The two ate a meal there, paying with Prasertphong's debit card, then shot kitchen worker James Bloxham, 17, manager Robert Curry, 44, and waitress Melissa Moniz, 20. Moniz did not die immediately, so Prasertphong admitted to attempting to manually snap her neck.

The state Supreme Court last week overturned Huerstel's conviction, citing judicial error.

* Charles Reinhardt, 22, sentenced in 1996. Reinhardt and his accomplice killed Michael J. Ellis, 26, in a 1995 drug deal gone bad. When the drugs did not arrive, the two men took Ellis to Redington Pass northeast of Tucson, where they beat him with a gun, shot him in the shoulder and smashed his head with rocks.

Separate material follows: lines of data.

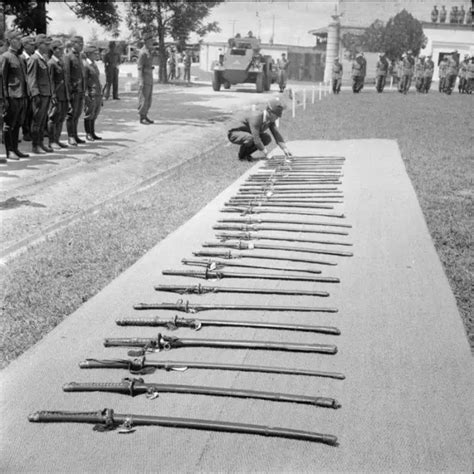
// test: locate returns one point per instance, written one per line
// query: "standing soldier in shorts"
(381, 72)
(145, 79)
(59, 98)
(93, 92)
(336, 76)
(39, 85)
(75, 84)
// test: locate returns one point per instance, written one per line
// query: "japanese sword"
(197, 324)
(201, 290)
(107, 420)
(249, 246)
(143, 365)
(137, 386)
(214, 264)
(257, 220)
(255, 236)
(257, 227)
(187, 307)
(208, 274)
(262, 210)
(167, 343)
(228, 254)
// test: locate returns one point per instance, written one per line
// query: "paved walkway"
(405, 400)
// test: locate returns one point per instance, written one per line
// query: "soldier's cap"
(56, 44)
(90, 49)
(42, 39)
(28, 40)
(13, 34)
(276, 106)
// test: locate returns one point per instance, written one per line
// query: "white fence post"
(293, 104)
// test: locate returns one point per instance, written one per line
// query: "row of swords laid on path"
(289, 188)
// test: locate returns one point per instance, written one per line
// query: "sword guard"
(127, 426)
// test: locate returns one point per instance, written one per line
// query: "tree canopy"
(31, 17)
(401, 33)
(170, 20)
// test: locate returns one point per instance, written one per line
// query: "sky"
(291, 19)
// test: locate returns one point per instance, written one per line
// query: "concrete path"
(405, 400)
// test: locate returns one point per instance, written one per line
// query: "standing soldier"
(93, 92)
(111, 64)
(381, 72)
(442, 71)
(442, 14)
(407, 72)
(470, 76)
(14, 94)
(28, 43)
(145, 80)
(2, 102)
(461, 15)
(463, 67)
(187, 66)
(419, 73)
(283, 66)
(39, 85)
(75, 85)
(451, 72)
(357, 70)
(59, 97)
(428, 74)
(336, 74)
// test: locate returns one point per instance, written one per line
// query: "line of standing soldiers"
(450, 69)
(42, 86)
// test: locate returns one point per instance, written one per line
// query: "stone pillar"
(332, 48)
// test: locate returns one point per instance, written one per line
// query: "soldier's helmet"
(276, 106)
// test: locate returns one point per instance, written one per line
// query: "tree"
(403, 32)
(32, 17)
(168, 19)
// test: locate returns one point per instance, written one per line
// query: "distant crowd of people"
(410, 70)
(456, 15)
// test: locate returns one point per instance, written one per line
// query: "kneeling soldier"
(250, 132)
(59, 97)
(93, 93)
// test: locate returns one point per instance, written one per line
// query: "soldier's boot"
(15, 152)
(96, 137)
(88, 129)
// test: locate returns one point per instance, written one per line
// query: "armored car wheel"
(216, 81)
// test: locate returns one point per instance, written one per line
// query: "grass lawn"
(433, 131)
(435, 136)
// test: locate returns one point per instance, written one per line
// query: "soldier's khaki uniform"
(381, 70)
(145, 82)
(75, 83)
(39, 84)
(336, 76)
(15, 97)
(427, 75)
(92, 97)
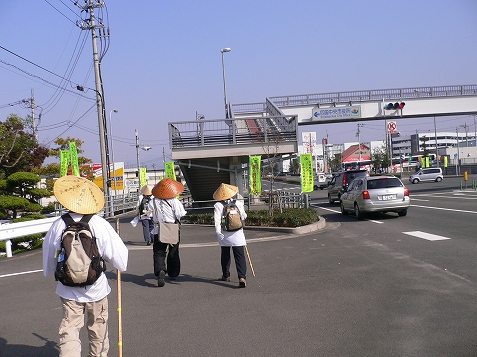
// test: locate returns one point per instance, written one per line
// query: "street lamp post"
(112, 157)
(223, 50)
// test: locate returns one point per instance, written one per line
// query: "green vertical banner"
(74, 159)
(142, 177)
(306, 165)
(64, 162)
(170, 170)
(255, 163)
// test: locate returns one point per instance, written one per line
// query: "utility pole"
(30, 103)
(359, 144)
(90, 24)
(137, 154)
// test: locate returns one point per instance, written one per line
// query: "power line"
(60, 11)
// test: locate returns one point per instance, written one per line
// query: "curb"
(297, 230)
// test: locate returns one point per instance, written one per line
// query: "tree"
(18, 193)
(19, 149)
(381, 159)
(271, 143)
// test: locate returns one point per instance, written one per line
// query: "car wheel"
(402, 213)
(357, 212)
(343, 211)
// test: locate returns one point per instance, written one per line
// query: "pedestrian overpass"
(213, 151)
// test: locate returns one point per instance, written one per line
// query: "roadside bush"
(290, 217)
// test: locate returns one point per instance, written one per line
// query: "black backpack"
(79, 263)
(231, 220)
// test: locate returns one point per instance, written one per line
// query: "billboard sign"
(336, 113)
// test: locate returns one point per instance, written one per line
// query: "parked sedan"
(375, 194)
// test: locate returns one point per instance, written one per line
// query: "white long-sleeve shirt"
(162, 212)
(110, 246)
(235, 238)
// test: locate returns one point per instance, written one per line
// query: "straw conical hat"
(167, 188)
(225, 192)
(147, 190)
(78, 194)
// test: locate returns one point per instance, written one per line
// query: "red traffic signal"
(397, 105)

* Alfonso R. Salazar, 40, sentenced in 1988. In July 1986, Salazar and an accomplice pulled the wrought-iron bars from a window and entered the Tucson home of 83-year-old Sara Kaplan, who weighed 90 pounds and wore a patch over one eye. The two beat her and strangled her with a telephone cord.

* Ronald Schackart, 40, sentenced in 1985. Charla Regan, 22, and Schackart were classmates through high school and college. Schackart told police that he didn't mean to kill her when he lured her to a hotel room, where he raped her at gunpoint, beat her with the gun and strangled her. Her sock was jammed so deeply down her throat that her tongue was torn.

* Martin R. Soto-Fong, 28, sentenced in 1994. Soto-Fong and his accomplices in 1992 robbed the El Grande Market, where Fong had previously worked. After money was taken from the cash register, the three people in the market - Fred Gee, Huang Zee Wan and Raymond Arriola - were shot in the head, execution-style.

* Christopher J. Spreitz, 37, sentenced in 1994. A jury convicted Spreitz of the May 1989 beating death of Ivy Mae Atherton, 38, based on statements he made to police. He admitted striking her several times before raping her, then crushed her head with a rock to keep her from screaming. He said he was drunk and didn't mean to kill her.

* Robert Walden Jr., 36, sentenced in 1992. Walden was sentenced to death for the 1991 murder of 31-year-old Miguela Burhans, one of three women he admitted killing. Burhans' husband returned home to find Burhans partially nude, her throat slashed. She'd also been strangled with a telephone cord.

* James Wallace, 53, sentenced in 1985. Wallace confessed to the February 1984 slayings of his girlfriend, Susan Insalaco, 36, and her two children, 16-year-old Anna and 12-year-old Gabriel Monzon, in her mobile home near Marana. After Insalaco asked him to move out because of his drug use, the unemployed carpenter clubbed each to death with a bat or pipe wrench as they came home from school or work.

* Thomas West, 44, sentenced in 1988. Donald Lee Bortle, 53, was tied up, gagged, beaten and robbed in his West Side trailer in June 1987. West was arrested after bragging to friends about the attack.

* Joseph R. Wood, 44, sentenced in 1991. In August 1989, Wood stalked into the family business where his 29-year-old ex-girlfriend, Deborah Dietz, worked. First he shot her father, 56-year-old Eugene Dietz. Then as several employees fled, he shot Deborah Dietz in the stomach and chest. Police, who followed him to the scene because of a traffic violation, shot him several times. He survived after surgery.